If you are reading this and want to contribute to WP, hit me up, I am more than happy to guide you towards the right path if I can. So happy to be a part of this team and can not wait for you to join in to also experience the feelings of awesomeness that come with contributing.
Who wants to make WordPress with us? Come to Track 2 🎉 #WCSEA pic.twitter.com/0qoNTM1Bbb
— Francesca Marano (@FrancescaMarano) November 5, 2017
Wrapping up
I learned a lot this camp even though I missed all the lightning talks to go be part of the contributor day. That is a lesson unto itself that I struggle with, FOMO: fear of missing out. I realize intellectually I can’t do everything and am going to have to make some trade offs. In my head though I feel like I am missing all the best things by doing the other amazing things. This camp actually did a good deal to help me settle down and just be able to focus. This is mainly due to my amazingly talented teammates from Pantheon who held theo booth down and kept the steady flow of folks informed on what we are all about.
I really dig Seattle. From the fact that I never see see the sun, to the awesome coffee options, all the way down to Pike’s Market and the many goodies that are for sale there, this town has a lot going on. Making it even better is a pretty amazing and wonderful WordPress community that puts on a pretty good camp. I am super happy to get to visit and hope to visit again well before WordCamp Seattle 2018!

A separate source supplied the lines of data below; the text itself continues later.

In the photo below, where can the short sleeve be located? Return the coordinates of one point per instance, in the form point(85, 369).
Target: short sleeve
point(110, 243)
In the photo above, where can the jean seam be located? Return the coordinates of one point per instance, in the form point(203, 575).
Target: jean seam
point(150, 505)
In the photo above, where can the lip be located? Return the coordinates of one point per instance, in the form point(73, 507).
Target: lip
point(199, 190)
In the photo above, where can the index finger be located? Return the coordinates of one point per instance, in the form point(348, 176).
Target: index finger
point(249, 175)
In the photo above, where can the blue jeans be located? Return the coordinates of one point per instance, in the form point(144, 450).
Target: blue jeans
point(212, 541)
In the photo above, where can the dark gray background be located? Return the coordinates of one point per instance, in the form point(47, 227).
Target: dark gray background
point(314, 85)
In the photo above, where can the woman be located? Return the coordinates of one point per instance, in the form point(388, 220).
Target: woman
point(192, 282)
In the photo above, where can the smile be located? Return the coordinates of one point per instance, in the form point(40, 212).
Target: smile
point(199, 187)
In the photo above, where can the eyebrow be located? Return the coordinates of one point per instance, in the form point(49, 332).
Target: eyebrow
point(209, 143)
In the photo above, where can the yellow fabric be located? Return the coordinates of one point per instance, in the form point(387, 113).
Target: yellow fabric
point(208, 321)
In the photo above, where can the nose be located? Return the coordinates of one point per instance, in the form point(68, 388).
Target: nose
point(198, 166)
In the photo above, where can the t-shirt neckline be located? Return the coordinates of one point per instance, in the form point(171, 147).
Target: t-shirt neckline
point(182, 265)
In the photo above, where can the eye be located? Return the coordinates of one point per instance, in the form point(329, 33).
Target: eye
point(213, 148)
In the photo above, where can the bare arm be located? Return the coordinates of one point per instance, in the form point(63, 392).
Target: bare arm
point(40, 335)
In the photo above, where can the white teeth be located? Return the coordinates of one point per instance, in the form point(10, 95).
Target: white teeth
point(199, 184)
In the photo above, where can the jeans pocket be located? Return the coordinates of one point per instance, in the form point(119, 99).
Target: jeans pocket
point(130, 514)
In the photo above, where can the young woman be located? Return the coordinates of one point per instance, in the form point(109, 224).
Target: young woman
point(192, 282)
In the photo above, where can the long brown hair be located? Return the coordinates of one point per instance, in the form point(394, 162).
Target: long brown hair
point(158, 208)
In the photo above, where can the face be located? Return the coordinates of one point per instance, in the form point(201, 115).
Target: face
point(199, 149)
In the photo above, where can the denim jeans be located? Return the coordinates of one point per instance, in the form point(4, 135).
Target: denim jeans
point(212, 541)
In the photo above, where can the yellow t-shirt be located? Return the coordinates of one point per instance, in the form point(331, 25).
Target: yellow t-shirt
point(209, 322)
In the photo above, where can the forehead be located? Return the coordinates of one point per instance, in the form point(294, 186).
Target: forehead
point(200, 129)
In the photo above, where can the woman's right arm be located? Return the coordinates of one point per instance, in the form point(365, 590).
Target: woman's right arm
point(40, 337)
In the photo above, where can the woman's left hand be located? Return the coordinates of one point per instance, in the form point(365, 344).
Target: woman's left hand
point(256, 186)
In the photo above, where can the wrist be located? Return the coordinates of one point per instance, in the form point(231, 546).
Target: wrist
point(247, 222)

Thanks for sharing your experiences Dwayne.
It looks like your session choices (and food choices) were different than mine. That’s the great thing about having four presentations (including the Contributor Track) to choose from every hour.
Dwyane,
Great write up. Thank you for sharing your experiences and looking forward to seeing you next year.
Robert
Dwayne – thanks for this great post and all your enthusiasm. As one of the lead organizers (and a vegan) I’m especially pleased to hear all your comments. Hope you’ll be back next year!